I think we had a total of nine dogs. One trainer had both of his dogs run the first series as a triple, and ran his younger dog on the second series as a triple while resting his older dog. Aside from that, every other dog ran both series as singles with one other exception: for the second series, I had Laddie run a double with the flyer and the shorter station, then a single with the long bird, and I had Lumi run just the double to preserve her soundness.

Another modification I made was to move up our SL on all the retrieves except the flyer on the first series. The retrieves were still long by HT standards, and Laddie's long single was still over 200 yards.

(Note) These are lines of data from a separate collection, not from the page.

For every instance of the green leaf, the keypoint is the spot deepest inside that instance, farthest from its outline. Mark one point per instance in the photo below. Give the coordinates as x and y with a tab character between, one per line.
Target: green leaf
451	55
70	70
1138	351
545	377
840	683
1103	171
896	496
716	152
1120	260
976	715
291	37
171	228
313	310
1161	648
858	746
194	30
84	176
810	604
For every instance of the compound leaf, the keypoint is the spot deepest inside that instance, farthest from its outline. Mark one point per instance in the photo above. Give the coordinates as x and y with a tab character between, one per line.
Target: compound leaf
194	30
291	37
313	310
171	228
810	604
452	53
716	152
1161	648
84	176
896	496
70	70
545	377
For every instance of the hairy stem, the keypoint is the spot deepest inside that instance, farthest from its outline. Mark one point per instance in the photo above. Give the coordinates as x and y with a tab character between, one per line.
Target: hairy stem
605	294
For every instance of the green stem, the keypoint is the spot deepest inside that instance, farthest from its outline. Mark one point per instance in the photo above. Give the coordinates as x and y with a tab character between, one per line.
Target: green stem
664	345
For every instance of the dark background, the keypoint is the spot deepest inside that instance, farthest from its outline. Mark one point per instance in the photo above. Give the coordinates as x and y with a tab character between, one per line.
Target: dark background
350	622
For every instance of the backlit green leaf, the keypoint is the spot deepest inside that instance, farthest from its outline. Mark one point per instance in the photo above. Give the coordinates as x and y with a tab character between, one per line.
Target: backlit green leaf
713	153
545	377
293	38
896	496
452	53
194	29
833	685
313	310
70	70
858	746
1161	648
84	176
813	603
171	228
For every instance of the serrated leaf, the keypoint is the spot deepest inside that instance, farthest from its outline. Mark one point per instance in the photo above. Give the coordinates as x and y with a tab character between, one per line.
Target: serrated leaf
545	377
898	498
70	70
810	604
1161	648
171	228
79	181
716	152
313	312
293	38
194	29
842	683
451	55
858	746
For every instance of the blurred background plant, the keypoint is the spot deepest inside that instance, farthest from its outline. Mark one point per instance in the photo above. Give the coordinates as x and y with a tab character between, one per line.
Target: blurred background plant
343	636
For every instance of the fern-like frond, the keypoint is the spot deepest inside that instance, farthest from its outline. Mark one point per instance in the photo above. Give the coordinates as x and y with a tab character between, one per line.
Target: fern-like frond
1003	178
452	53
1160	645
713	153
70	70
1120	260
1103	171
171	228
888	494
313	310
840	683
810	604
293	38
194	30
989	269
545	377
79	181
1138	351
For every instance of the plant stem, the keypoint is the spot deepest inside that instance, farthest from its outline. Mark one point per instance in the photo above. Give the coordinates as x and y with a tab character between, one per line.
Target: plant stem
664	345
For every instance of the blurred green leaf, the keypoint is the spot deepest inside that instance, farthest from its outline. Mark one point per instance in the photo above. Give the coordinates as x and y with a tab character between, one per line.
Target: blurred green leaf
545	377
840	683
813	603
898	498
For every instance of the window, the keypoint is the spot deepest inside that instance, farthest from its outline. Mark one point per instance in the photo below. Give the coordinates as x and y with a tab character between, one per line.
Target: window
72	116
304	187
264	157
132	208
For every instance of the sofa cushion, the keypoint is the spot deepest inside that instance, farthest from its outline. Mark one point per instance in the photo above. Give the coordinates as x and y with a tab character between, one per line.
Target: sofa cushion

But my focus was not primarily on challenging Lumi and Laddie. My main concern was that my dogs would make high quality pick-ups and returns, and I felt the original SLs made that somewhat riskier.

As it turned out, Laddie's pickups were all excellent and the only problem with his returns was his stopping to mark. Lumi was slow on picking up the two flyers, spending some alone time with them first, but her pickups on the dead birds were fine and all her returns were solid, if slower in the second series than the first.

I was pleased with our return to training with the group.